To really understand how to avoid arriving at an incorrect conclusion, it is important to consider not just the extrema of the interval that $\sin x$ maps to, but also the intermediate values that are possible. To do this, observe
$$-1 \le \sin x \le 1 \tag{1}$$ implies $$5 \ge -5 \sin x \ge -5. \tag{2}$$ (Recall that multiplying an inequality by a negative number reverses the direction of the inequality.) Hence $$4 + 5 \ge 4 - 5 \sin x \ge 4 - 5$$ or equivalently $$9 \ge 4 - 5 \sin x \ge -1. \tag{3}$$ Now, here is where the mistake is made: if you took reciprocals of this inequality, you might think it will look like this:
$$\frac{1}{9} \le \frac{1}{4 - 5 \sin x} \le -1.$$ Again, remember that taking reciprocals, like negation, will reverse the direction of the inequality. But this inequality does not make any sense because $1/9 > -1$. In the previous step $(3)$, clearly the choice $x = 0$ would give us a valid result, $9 \ge 4 \ge -1$. But after taking reciprocals, $1/9 \le 1/4$ is still true, but $1/4 \le -1$ is false. A piece of reasoning is missing.
The missing piece is that the inequality $(3)$ contains $0$. If I had written $$9 \ge y \ge -1,$$ then $y = 0$ is a valid solution to this inequality; however, upon taking reciprocals, $1/y$ is not defined when $y = 0$. So this is the first hint.
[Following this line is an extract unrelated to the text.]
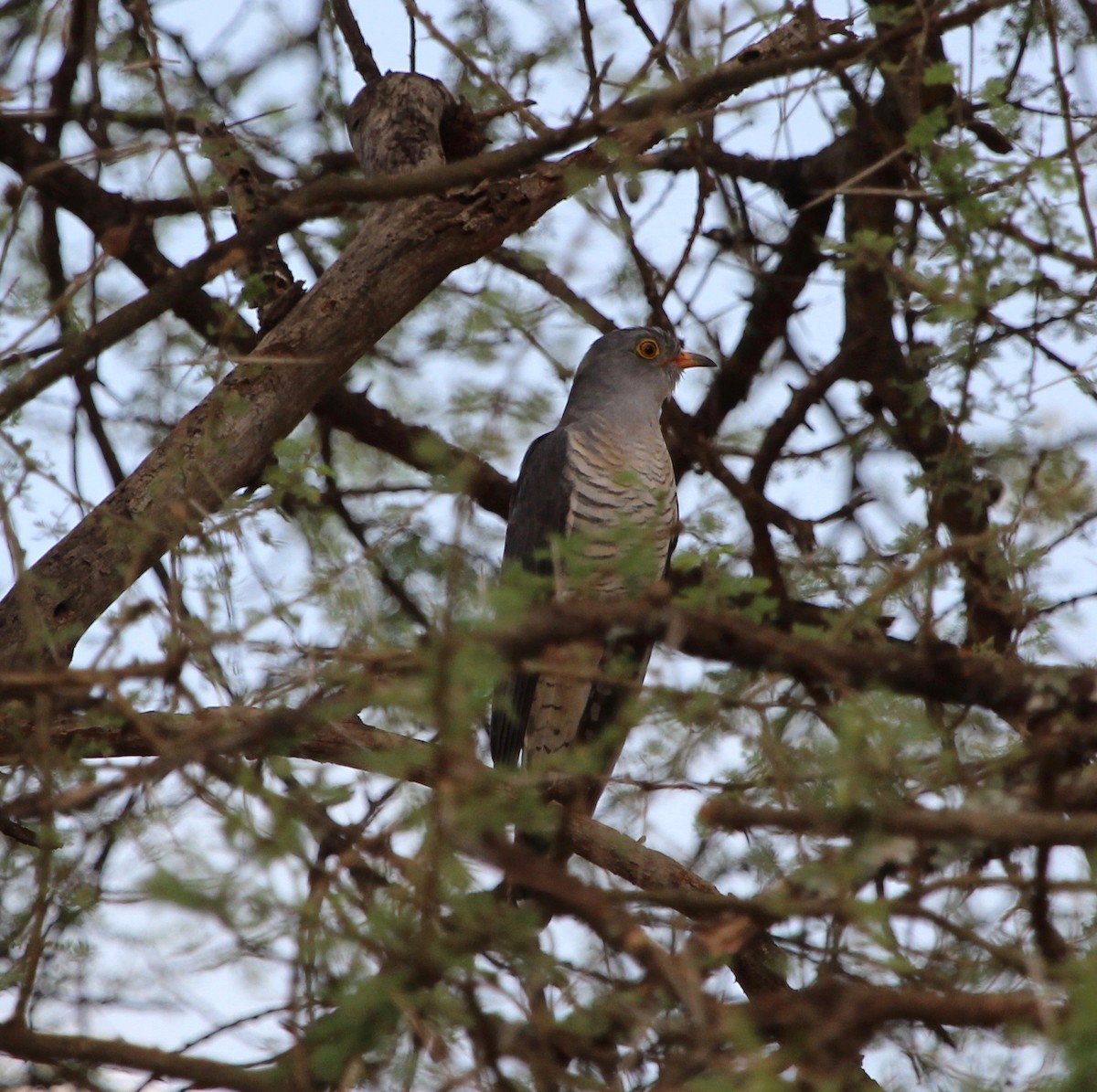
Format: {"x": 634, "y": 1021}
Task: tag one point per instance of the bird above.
{"x": 603, "y": 479}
The second hint is that if $y$ is negative, say $y = -1/2$, then taking reciprocals gives us $9 \le -2 \le -1$ which is true on the right-hand side but not the left. So what we need to do here is split the compound inequality $(3)$ into separate inequalities according to whether the middle term is positive or negative (zero is not allowed):
$$9 \ge 4 - 5 \sin x > 0, \quad {\bf\text{or}} \quad 0 > 4 - 5 \sin x \ge -1. \tag{4}$$ Now that we have done this, taking reciprocals of each will no longer result in a contradiction:
$$\frac{1}{9} \le \frac{1}{4 - 5 \sin x} < \infty, \quad \text{or} \quad -\infty < \frac{1}{4 - 5 \sin x} \le -1. \tag{5}$$ Now we multiply by $3$ and drop the infinities (because they are implied) to get
$$\frac{1}{3} \le \frac{3}{4 - 5 \sin x}, \quad \text{or} \quad \frac{3}{4 - 5 \sin x} \le -3. \tag{6}$$ This gives us the desired range of the function.